ConceptMaximum and Minimum Values of a Function in a Closed Interval

#### Question

Verify the  hypothesis and conclusion of Lagrange's man value theorem for the function
f(x) = $\frac{1}{4x - 1},$ 1≤ x ≤ 4 ?

#### Solution

The given function is $f\left( x \right) = \frac{1}{4x - 1}$.

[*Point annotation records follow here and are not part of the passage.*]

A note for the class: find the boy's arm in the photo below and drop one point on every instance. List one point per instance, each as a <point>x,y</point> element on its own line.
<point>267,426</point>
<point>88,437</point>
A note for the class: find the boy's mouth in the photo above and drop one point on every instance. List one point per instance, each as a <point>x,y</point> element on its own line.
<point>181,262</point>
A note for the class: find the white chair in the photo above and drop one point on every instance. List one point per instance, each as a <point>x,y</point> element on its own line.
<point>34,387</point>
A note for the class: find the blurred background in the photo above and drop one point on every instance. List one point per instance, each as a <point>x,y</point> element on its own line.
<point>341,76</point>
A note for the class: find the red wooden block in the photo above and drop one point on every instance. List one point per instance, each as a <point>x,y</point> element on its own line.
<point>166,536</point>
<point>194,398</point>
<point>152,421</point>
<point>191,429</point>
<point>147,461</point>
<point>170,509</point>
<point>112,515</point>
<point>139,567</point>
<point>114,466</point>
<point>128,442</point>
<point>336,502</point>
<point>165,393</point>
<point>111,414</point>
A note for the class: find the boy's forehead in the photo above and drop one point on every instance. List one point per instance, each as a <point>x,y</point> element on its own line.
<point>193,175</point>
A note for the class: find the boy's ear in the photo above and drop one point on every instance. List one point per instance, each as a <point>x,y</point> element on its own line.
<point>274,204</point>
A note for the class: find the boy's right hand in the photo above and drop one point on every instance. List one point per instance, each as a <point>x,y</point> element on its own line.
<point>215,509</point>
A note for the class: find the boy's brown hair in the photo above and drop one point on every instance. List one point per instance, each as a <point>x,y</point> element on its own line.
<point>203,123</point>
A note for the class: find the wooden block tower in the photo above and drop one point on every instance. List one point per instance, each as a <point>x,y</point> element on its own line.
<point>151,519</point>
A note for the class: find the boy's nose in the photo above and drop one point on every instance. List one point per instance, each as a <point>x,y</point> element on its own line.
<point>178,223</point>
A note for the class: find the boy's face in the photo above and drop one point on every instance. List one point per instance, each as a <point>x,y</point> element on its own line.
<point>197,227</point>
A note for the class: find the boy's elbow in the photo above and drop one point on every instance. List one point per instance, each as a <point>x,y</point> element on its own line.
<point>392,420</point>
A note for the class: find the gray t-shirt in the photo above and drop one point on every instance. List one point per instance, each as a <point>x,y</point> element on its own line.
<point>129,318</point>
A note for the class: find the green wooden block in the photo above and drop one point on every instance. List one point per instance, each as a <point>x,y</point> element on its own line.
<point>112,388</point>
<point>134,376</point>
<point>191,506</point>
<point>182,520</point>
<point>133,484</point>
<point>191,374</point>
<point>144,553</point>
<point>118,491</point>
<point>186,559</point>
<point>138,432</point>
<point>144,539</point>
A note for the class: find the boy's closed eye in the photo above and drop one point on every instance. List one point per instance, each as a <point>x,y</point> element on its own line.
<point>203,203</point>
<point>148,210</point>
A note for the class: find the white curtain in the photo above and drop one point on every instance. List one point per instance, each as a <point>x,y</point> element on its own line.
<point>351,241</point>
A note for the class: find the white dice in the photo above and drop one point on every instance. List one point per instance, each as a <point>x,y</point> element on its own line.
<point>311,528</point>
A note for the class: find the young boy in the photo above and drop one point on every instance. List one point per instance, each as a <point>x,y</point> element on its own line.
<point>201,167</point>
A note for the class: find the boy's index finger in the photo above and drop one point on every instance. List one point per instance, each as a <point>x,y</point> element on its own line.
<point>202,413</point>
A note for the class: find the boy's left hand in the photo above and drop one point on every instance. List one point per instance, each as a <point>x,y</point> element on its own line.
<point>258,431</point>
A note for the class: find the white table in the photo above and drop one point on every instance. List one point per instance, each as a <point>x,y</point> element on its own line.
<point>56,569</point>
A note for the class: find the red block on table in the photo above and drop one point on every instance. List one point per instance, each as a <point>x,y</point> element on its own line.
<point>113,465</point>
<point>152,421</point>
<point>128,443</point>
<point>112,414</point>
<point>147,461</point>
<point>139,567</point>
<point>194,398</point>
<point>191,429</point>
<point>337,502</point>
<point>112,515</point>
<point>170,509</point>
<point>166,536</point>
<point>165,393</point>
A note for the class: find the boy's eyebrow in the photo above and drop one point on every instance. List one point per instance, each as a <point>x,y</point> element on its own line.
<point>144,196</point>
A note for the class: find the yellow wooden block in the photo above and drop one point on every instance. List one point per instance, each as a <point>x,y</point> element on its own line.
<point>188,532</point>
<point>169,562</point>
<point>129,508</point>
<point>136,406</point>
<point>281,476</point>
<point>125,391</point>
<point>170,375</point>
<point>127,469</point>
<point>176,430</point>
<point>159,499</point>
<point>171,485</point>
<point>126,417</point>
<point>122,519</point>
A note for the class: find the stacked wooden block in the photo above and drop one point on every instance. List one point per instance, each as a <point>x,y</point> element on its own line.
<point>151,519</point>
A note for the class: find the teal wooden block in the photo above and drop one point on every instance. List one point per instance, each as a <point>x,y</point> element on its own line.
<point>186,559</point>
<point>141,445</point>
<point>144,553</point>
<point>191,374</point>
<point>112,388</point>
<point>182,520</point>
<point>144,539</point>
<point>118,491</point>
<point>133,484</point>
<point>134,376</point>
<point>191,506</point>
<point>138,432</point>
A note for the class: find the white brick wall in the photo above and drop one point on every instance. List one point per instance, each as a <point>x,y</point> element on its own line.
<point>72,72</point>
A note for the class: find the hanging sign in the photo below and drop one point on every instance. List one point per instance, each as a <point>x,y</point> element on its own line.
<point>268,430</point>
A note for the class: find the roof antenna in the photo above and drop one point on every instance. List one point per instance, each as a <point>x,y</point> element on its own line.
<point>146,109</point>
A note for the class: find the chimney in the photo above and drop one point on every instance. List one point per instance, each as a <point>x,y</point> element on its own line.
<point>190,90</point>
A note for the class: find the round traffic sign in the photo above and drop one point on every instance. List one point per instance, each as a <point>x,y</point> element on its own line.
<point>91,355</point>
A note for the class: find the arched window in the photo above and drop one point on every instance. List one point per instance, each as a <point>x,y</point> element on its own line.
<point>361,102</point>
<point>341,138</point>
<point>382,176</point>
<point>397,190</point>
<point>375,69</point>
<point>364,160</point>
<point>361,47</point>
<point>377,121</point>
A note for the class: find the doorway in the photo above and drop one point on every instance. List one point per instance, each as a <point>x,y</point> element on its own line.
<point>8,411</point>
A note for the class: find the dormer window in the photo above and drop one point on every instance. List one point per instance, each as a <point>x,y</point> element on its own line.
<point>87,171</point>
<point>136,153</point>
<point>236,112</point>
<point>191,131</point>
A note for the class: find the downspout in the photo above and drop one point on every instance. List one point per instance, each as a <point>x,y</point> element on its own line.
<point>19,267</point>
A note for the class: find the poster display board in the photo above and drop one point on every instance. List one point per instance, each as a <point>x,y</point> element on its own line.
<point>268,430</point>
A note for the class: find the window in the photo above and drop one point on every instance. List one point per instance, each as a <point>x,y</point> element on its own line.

Since for each $x \in \left[ 1, 4 \right]$ , vthe function attains a unique definite value, $f\left( x \right)$  is continuous on $\left[ 1, 4 \right]$ .

Also,

$f'\left( x \right) = \frac{- 4}{\left( 4x - 1 \right)^2}$ exists for all $x \in \left[ 1, 4 \right]$
Thus, both the conditions of Lagrange's mean value theorem are satisfied.
Consequently, there exists some
$c \in \left( 1, 4 \right)$ such that
$f'\left( c \right) = \frac{f\left( 4 \right) - f\left( 1 \right)}{4 - 1} = \frac{f\left( 4 \right) - f\left( 1 \right)}{3}$
Now,
$f\left( x \right) = \frac{1}{4x - 1}$
$\Rightarrow$ $f'\left( x \right) = \frac{- 4}{\left( 4x - 1 \right)^2}$ ,
$f\left( 4 \right) = \frac{1}{15}, f\left( 1 \right) = \frac{1}{3}$
$\therefore$ $f'\left( x \right) = \frac{f\left( 4 \right) - f\left( 1 \right)}{4 - 1}$

$\Rightarrow f'\left( x \right) = \frac{\frac{1}{15} - \frac{1}{3}}{4 - 1} = \frac{- 4}{45}$

$\Rightarrow \frac{- 4}{\left( 4x - 1 \right)^2} = \frac{- 4}{45}$

$\Rightarrow \left( 4x - 1 \right)^2 = 45$

$\Rightarrow 16 x^2 - 8x - 44 = 0$

$\Rightarrow 4 x^2 - 2x - 11 = 0$

$\Rightarrow x = \frac{1}{4}\left( 1 \pm 3\sqrt{5} \right)$

Thus,

$c = \frac{1}{4}\left( 1 + 3\sqrt{5} \right) \in \left( 1, 4 \right)$ such that

$f'\left( c \right) = \frac{f\left( 4 \right) - f\left( 1 \right)}{4 - 1}$.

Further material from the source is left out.